La llamada a internarnos en la propia vida, a suspender el juicio sobre la realidad del mundo, de
las cosas u objetos que somos capaces de considerar, se hace extensiva, apremiante, da lugar a
una epojé de la epojé, no en el momento en que nos damos cuenta que ninguna de nuestras
evidencias potenciales podrá llegar a adecuarse por sí misma a nuestra evidencia habitual (la
propia vida) sino en el momento en que percibimos que toda actividad sintética de nuestra
conciencia está transida por el absurdo de que de una u otra manera pueda hacer acto de
presencia en nuestra vida el mal, el mal en persona (con su acontecer irrefutable). Considero,
por ello, que la vida de la conciencia, su pura posibilidad no se da cuenta de su propia capacidad,
no se retrotrae a ella, no se relaciona con ella hasta que no entra en contacto de alguna manera
con el mal. En este momento, la posibilidad del sujeto se siente amenazada, débil, desnuda. Su
intencionalidad se destina a la contemplación de su propia desnudez, pero no para cubrirla de
sentido, no para contemplarla desde su capacidad irrestricta de crecimiento, sino para aceptarla
no como finitud a secas, sino como finitud sometida al peligro, amenazada, pero a la vez llamada
al ejercicio de una actividad que de fin a cualquier sentido, que ponga fin a cualquier clase de
intencionalidad, y que reconozca con humildad la presencia de ese mal amenazante, causa del
mal moral (verdadero mal).

La vida se convierte así en el diálogo infinito en posibilidades de la conciencia con el mal, un


diálogo que no es búsqueda de sentido, ni consideración de una condición absoluta sino
aceptación de uno mismo, como alguien desnudo, desprovisto frente al mal. Dicho diálogo no
es aceptación de uno mismo a secas (pretensión quimérica, incluso indebida), sino reconciliación
con el mal, asunción de su presencia, en los hilos de una existencia (de un cogito), siempre
amenazado, siempre débil, pero también siempre presto a no considerar la realidad desde sí
mismo gracias a la presencia acuciante del mal (Una existencia tendida así entre los puentes de
lo finito y lo infinito).
Dicha presencia coloca al hombre no en la vida absoluta de un horizonte con infinitas
posibilidades, sino en el deber constante de reconciliarse con ese mal absoluto, en persona, que
acontece por su propia voluntad, del cual es un anticipo, una primicia el deber sentido
afectivamente de combatirlo en los primeros embates con él.
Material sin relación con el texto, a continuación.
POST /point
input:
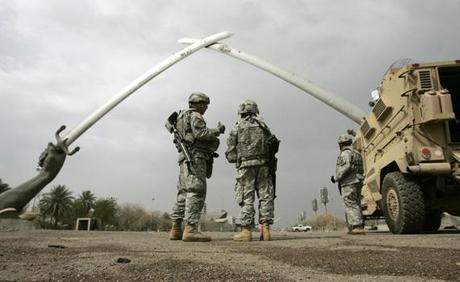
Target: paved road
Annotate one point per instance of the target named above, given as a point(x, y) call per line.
point(45, 255)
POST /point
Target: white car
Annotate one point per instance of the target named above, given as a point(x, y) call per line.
point(301, 227)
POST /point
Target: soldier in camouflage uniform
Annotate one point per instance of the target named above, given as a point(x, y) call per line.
point(247, 147)
point(202, 142)
point(349, 175)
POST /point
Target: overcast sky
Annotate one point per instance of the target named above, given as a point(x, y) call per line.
point(61, 60)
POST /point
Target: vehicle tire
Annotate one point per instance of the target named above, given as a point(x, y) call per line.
point(403, 204)
point(432, 220)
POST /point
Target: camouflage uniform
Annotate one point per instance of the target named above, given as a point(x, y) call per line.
point(349, 174)
point(191, 187)
point(248, 149)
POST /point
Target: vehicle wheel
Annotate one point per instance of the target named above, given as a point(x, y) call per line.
point(432, 220)
point(403, 204)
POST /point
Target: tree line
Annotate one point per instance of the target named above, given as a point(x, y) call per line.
point(59, 209)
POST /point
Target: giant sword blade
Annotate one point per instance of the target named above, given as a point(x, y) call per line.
point(348, 109)
point(65, 142)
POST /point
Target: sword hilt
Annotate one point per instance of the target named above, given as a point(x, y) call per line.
point(61, 143)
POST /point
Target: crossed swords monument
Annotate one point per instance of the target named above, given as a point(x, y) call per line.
point(53, 157)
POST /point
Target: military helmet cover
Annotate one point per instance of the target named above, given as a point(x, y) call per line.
point(247, 107)
point(345, 138)
point(198, 97)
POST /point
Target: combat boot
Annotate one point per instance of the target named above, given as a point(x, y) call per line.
point(191, 234)
point(266, 232)
point(176, 230)
point(244, 235)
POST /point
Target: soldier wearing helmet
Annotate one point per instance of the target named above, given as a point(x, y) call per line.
point(349, 175)
point(251, 147)
point(201, 142)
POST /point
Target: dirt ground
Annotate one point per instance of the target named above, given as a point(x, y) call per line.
point(45, 255)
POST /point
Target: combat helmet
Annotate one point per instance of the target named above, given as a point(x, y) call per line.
point(198, 97)
point(345, 139)
point(248, 107)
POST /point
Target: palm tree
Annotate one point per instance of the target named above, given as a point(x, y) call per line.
point(4, 186)
point(56, 203)
point(106, 211)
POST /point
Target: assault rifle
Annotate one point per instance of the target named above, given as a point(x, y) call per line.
point(178, 140)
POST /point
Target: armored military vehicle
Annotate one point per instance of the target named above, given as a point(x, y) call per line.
point(410, 143)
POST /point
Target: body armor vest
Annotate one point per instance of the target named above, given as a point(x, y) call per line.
point(251, 140)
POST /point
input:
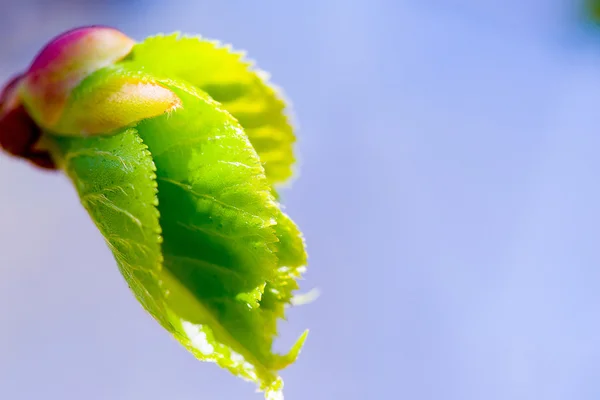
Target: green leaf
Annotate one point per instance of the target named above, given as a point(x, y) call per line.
point(185, 205)
point(242, 89)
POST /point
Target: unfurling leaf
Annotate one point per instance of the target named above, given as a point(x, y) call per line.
point(174, 146)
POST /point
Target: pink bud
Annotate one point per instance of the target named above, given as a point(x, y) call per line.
point(64, 63)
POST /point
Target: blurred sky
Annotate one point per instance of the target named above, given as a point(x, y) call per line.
point(448, 192)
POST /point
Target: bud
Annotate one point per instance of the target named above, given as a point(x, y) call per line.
point(64, 63)
point(58, 93)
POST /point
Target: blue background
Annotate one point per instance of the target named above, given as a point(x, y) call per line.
point(448, 192)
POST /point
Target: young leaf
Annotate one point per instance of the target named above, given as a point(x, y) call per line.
point(179, 183)
point(184, 204)
point(242, 90)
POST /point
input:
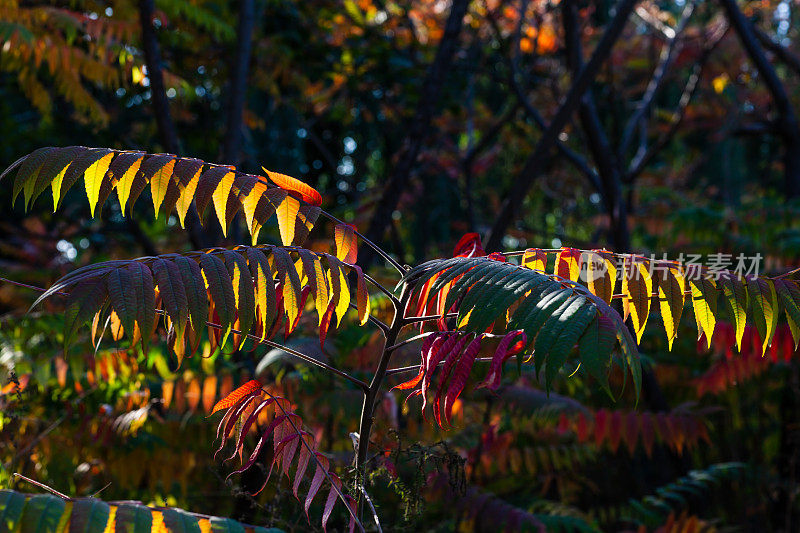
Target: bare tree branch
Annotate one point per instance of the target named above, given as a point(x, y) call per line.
point(238, 83)
point(431, 89)
point(786, 123)
point(547, 142)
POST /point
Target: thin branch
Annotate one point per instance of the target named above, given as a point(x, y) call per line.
point(577, 160)
point(536, 162)
point(389, 259)
point(314, 456)
point(412, 145)
point(643, 158)
point(43, 486)
point(781, 52)
point(668, 53)
point(426, 318)
point(375, 321)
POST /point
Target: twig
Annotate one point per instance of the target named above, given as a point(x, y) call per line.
point(42, 486)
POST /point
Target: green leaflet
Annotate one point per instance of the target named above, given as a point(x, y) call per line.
point(481, 293)
point(736, 299)
point(531, 322)
point(572, 328)
point(144, 287)
point(594, 349)
point(552, 326)
point(486, 267)
point(225, 525)
point(764, 302)
point(220, 288)
point(511, 292)
point(42, 514)
point(789, 294)
point(89, 515)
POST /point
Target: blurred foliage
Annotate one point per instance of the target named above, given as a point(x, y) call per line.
point(332, 89)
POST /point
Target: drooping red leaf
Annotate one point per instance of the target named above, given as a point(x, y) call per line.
point(238, 395)
point(293, 185)
point(460, 376)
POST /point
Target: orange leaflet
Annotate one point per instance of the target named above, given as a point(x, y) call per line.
point(237, 395)
point(307, 193)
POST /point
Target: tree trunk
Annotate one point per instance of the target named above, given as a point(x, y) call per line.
point(410, 148)
point(538, 160)
point(786, 122)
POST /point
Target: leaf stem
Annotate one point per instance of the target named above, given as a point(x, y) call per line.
point(307, 358)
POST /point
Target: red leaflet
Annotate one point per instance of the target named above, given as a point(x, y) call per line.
point(460, 376)
point(331, 501)
point(502, 354)
point(450, 361)
point(600, 426)
point(294, 185)
point(316, 482)
point(326, 322)
point(469, 246)
point(237, 395)
point(413, 382)
point(448, 350)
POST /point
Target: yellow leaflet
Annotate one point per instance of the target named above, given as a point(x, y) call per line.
point(637, 285)
point(671, 299)
point(249, 204)
point(704, 302)
point(287, 214)
point(57, 187)
point(112, 518)
point(344, 298)
point(159, 183)
point(186, 196)
point(220, 198)
point(465, 320)
point(124, 185)
point(322, 297)
point(601, 275)
point(93, 179)
point(346, 244)
point(535, 259)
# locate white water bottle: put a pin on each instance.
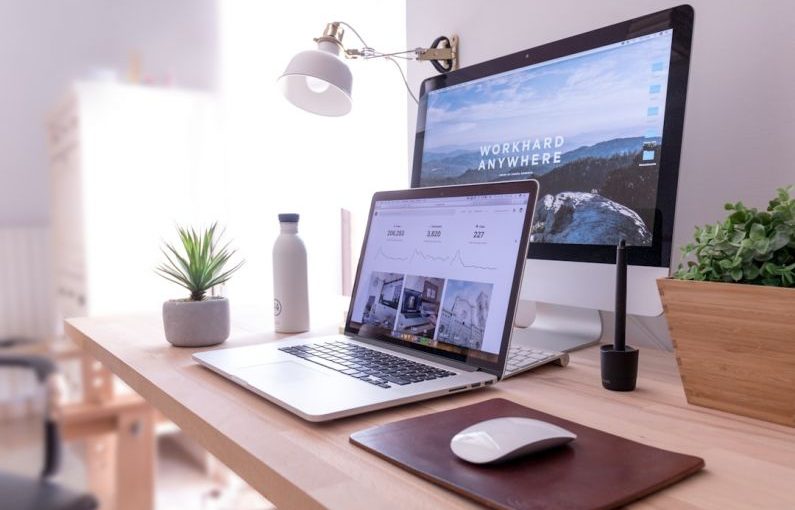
(290, 287)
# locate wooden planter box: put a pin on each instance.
(735, 346)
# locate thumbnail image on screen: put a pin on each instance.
(588, 127)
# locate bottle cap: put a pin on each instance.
(288, 218)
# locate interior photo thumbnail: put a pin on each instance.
(382, 303)
(419, 310)
(464, 313)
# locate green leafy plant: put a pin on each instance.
(200, 264)
(750, 246)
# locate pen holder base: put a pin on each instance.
(619, 368)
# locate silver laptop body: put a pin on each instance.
(431, 311)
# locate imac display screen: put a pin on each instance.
(590, 124)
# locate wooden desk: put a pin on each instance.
(296, 464)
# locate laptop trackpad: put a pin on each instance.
(281, 371)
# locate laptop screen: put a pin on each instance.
(438, 272)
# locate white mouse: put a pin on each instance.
(503, 439)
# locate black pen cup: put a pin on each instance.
(619, 368)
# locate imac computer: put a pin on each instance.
(597, 119)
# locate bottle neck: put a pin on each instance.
(289, 227)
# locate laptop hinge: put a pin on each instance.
(419, 354)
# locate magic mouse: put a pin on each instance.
(502, 439)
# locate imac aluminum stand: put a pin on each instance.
(556, 327)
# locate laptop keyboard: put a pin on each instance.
(368, 365)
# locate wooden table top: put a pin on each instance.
(297, 464)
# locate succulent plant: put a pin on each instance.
(200, 264)
(749, 246)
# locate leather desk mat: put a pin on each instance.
(597, 470)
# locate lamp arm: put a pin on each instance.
(443, 58)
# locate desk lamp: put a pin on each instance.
(318, 81)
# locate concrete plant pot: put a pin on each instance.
(196, 323)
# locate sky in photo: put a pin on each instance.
(587, 99)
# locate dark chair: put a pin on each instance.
(25, 493)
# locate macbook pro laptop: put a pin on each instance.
(431, 310)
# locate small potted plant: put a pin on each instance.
(730, 311)
(199, 320)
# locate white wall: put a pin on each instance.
(46, 44)
(740, 114)
(283, 159)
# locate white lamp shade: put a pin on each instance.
(318, 82)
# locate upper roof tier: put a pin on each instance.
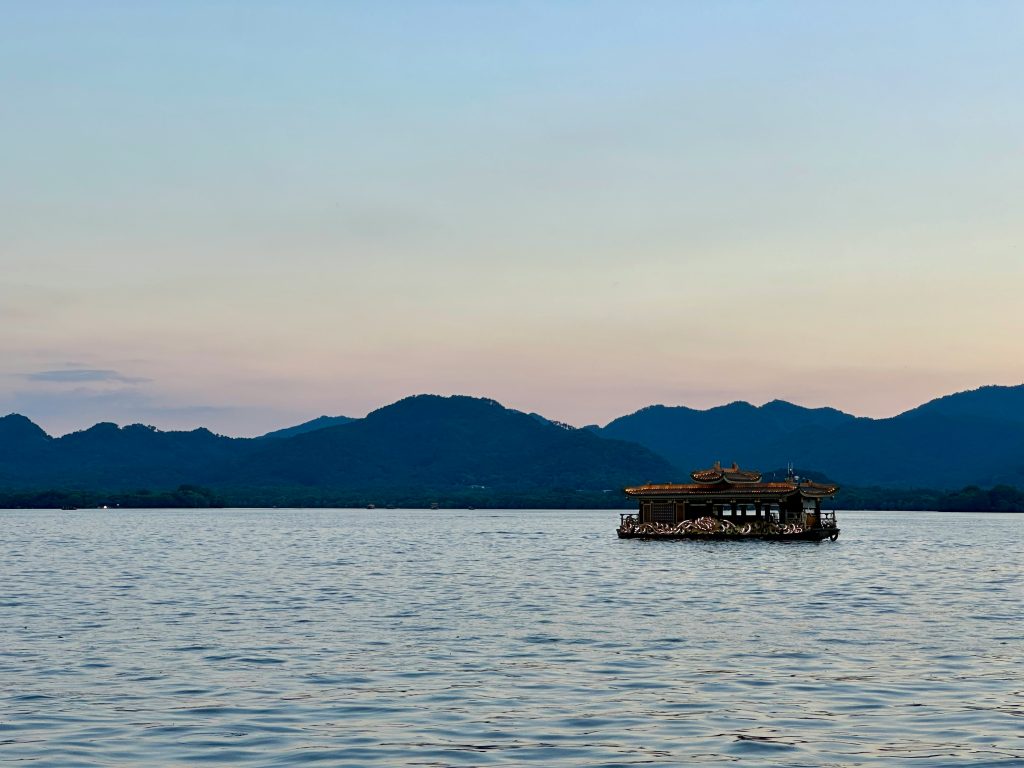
(734, 483)
(729, 474)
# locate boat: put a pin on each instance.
(730, 504)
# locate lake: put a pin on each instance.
(459, 638)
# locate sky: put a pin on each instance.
(243, 215)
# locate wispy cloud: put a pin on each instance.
(84, 375)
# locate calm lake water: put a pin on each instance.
(393, 638)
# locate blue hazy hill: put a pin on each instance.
(321, 422)
(428, 441)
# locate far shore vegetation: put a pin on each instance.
(970, 499)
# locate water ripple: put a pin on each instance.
(349, 638)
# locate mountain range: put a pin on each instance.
(449, 444)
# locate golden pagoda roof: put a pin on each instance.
(732, 482)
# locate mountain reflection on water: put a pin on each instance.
(464, 638)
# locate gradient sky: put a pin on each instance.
(246, 214)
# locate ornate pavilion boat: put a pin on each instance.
(728, 503)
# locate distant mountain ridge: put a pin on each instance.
(424, 441)
(973, 437)
(321, 422)
(429, 441)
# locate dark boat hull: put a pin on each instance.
(814, 535)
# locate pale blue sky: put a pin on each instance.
(248, 214)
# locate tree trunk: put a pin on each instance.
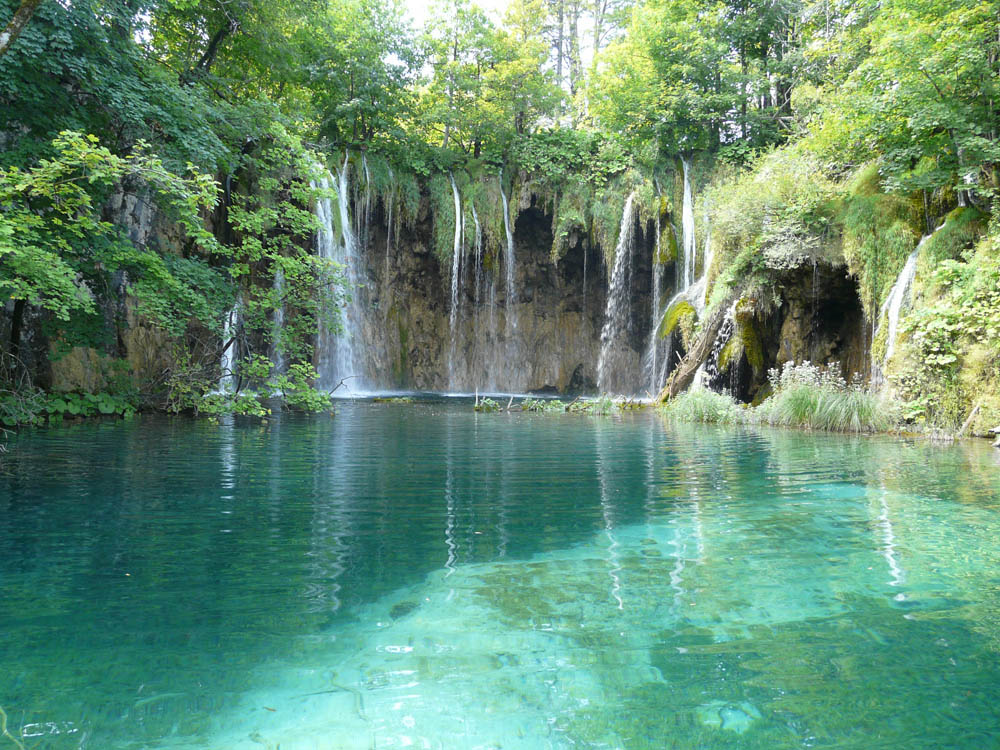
(13, 29)
(16, 323)
(682, 376)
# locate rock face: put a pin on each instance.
(550, 344)
(822, 319)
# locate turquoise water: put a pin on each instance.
(424, 576)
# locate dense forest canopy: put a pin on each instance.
(865, 121)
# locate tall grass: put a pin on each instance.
(817, 398)
(804, 395)
(705, 406)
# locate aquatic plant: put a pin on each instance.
(542, 404)
(487, 404)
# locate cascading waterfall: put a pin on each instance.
(709, 369)
(227, 378)
(688, 242)
(455, 278)
(893, 306)
(688, 289)
(653, 350)
(337, 359)
(511, 268)
(616, 313)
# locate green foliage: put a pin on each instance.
(961, 228)
(487, 405)
(297, 391)
(782, 206)
(880, 231)
(542, 405)
(674, 316)
(818, 398)
(950, 354)
(701, 405)
(54, 244)
(31, 406)
(275, 222)
(601, 406)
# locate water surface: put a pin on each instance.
(419, 575)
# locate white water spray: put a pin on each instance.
(616, 313)
(337, 357)
(688, 243)
(456, 269)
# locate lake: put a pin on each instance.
(420, 575)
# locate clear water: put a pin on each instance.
(423, 576)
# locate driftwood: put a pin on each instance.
(684, 373)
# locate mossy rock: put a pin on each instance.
(674, 316)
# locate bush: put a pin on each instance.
(704, 406)
(807, 395)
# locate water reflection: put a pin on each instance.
(426, 574)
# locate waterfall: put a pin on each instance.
(688, 242)
(455, 273)
(616, 313)
(709, 252)
(278, 322)
(654, 341)
(688, 289)
(709, 369)
(511, 288)
(337, 360)
(390, 203)
(226, 378)
(893, 305)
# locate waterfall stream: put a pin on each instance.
(278, 322)
(616, 314)
(226, 378)
(891, 309)
(338, 360)
(688, 241)
(456, 269)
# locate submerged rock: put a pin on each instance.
(733, 717)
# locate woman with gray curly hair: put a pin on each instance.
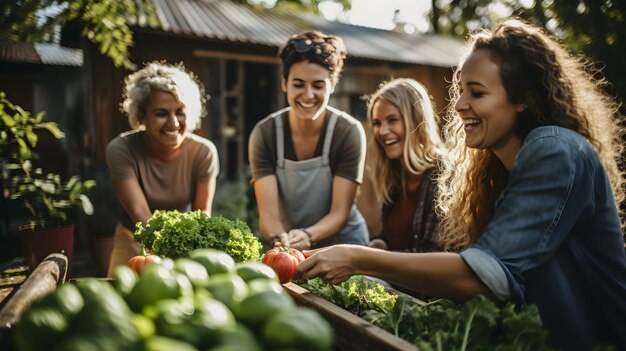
(160, 164)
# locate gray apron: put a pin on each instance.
(305, 188)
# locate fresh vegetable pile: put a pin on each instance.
(174, 234)
(204, 302)
(441, 324)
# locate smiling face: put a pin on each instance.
(483, 105)
(165, 121)
(308, 89)
(388, 128)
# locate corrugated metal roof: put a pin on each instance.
(225, 20)
(18, 52)
(53, 54)
(40, 53)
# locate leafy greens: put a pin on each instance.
(174, 234)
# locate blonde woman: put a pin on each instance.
(160, 164)
(529, 194)
(403, 148)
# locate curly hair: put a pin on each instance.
(557, 89)
(422, 144)
(316, 47)
(161, 76)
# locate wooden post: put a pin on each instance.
(49, 274)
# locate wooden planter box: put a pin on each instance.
(351, 333)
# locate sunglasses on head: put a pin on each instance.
(303, 45)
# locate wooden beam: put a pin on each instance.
(49, 274)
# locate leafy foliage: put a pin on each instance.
(174, 234)
(356, 294)
(232, 201)
(45, 196)
(18, 133)
(105, 22)
(596, 29)
(440, 324)
(477, 324)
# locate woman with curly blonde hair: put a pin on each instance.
(160, 164)
(404, 147)
(529, 195)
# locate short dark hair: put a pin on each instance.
(316, 47)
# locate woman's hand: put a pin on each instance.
(299, 239)
(334, 264)
(378, 244)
Creo que este punto no es abordado en la tercera meditación y creo que ayudaría a rectificar y
a profundizar en el sentido que la epojé tiene para todo hombre que hace filosofía. En este
sentido, el comienzo del filosofar se situaría en la vida de un hombre que percibe su existencia
como amenaza, desnuda ante la presencia de un mal más poderoso que él, con el que de alguna
manera mantiene un diálogo soterrado (de tentación ) durante toda su vida.